The PP above is right - hire helpers for when you are out of the house and put an alarm on her bed. That is the kindest thing to do at this point.

Also, contemplate the values of freedom versus safety. She would probably rather have a modicum of freedom than live a "safe" low quality life at a nursing home.


This is a really important perspective, With aging parents we tend to really focus on that physical safety but your parent may prefer to live a shorter life at home, dying from a fall vs. wasting away at a nursing home. I'd focus on finding good daytime help to start with.
Anonymous
Op, I say find a facility. My parents did well and enjoyed the socialization with people their own age. She needs way more care than is appropriate for you to manage. She also needs an electric scooter to get around. Likely Medicare will pay.

I would not aim for a facility where you/and or siblings have to kick-in extra money. There are good people everywhere. Good people work at all kinds of elderly care places.
Anonymous
Anonymous wrote:You aren’t likely to find a nursing home for $6500 a month. If that’s your
Plan you are going to have to liquidate assets including maybe sell her house.

I think you might want to spend some time looking into what you can find for what you are willing to spend.
they are also not going to find 24/7 care at home for they either.
Anonymous
Anonymous wrote:Thank you everyone for your responses and giving a lot of food for thought.

A few more points that may matter:

-Mom set up a life estate in 2010 - to protect the home (which is her only asset) against the “reach” of any nursing homes etc - precisely the situation we now face. She lives in the house but technically it is owned by my sister and I. Look back period has passed.

-It whenever Mom passes, DH and I will find a way to buy my sister’s share out (approx. $350k) and take full ownership. Sister and I have already agreed on this. Home has been in the family since 1921, good school district etc. so unless there is a disaster, we have no intention to sell.

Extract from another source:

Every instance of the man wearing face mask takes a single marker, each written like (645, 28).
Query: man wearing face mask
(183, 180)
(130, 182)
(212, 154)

-There is still a $100k mortgage on the house that DH/ I have been paying with Mom. (She made a dumb decision after dad died to remortgage the house to pay off some debts and “improve” her cash flow). Payments are roughly split 50-50. She has covered taxes while we covered food and utilities. I handle all of her finances to ensure all goes smoothly. Between this, the home refurbishments (more on that below), and being her servant for 3+ years, believe me we have not benefited financially as much as you might think
from all of this.

-The house was a total wreck when we arrived - it’s an old house that needed some TLC anyway. Mom has slight hoarding tendencies and there were several dumpsters of junk that we cleaned out and had taken away. The total spend on refurbishments was at least $100k and many of them were to help Mom - Eg converting bathtub to a walk in shower, redesign her bedroom etc. If she stays here, we may have to do more.

-I returned to work 6 weeks ago. For this month we had actually made plans for her to have meals on wheels get delivered, to be picked up and brought to the community senior center a few days each week etc. So while her situation progressed, I was basically still at home to help during the day. Not an ideal time to start a job, but for my sanity I want to get back into the job market (and we may need to cash anyway…) Yes, perhaps we overestimated her capacities - she seemed to be “getting better” though the scary fall in the driveway has been a reality check.

-Mom remains in rehab (arrived one week ago), and we have until Xmas/New Year to decide on the next step(s).
How can your mother have a mortgage on the house if you and your sister are owners?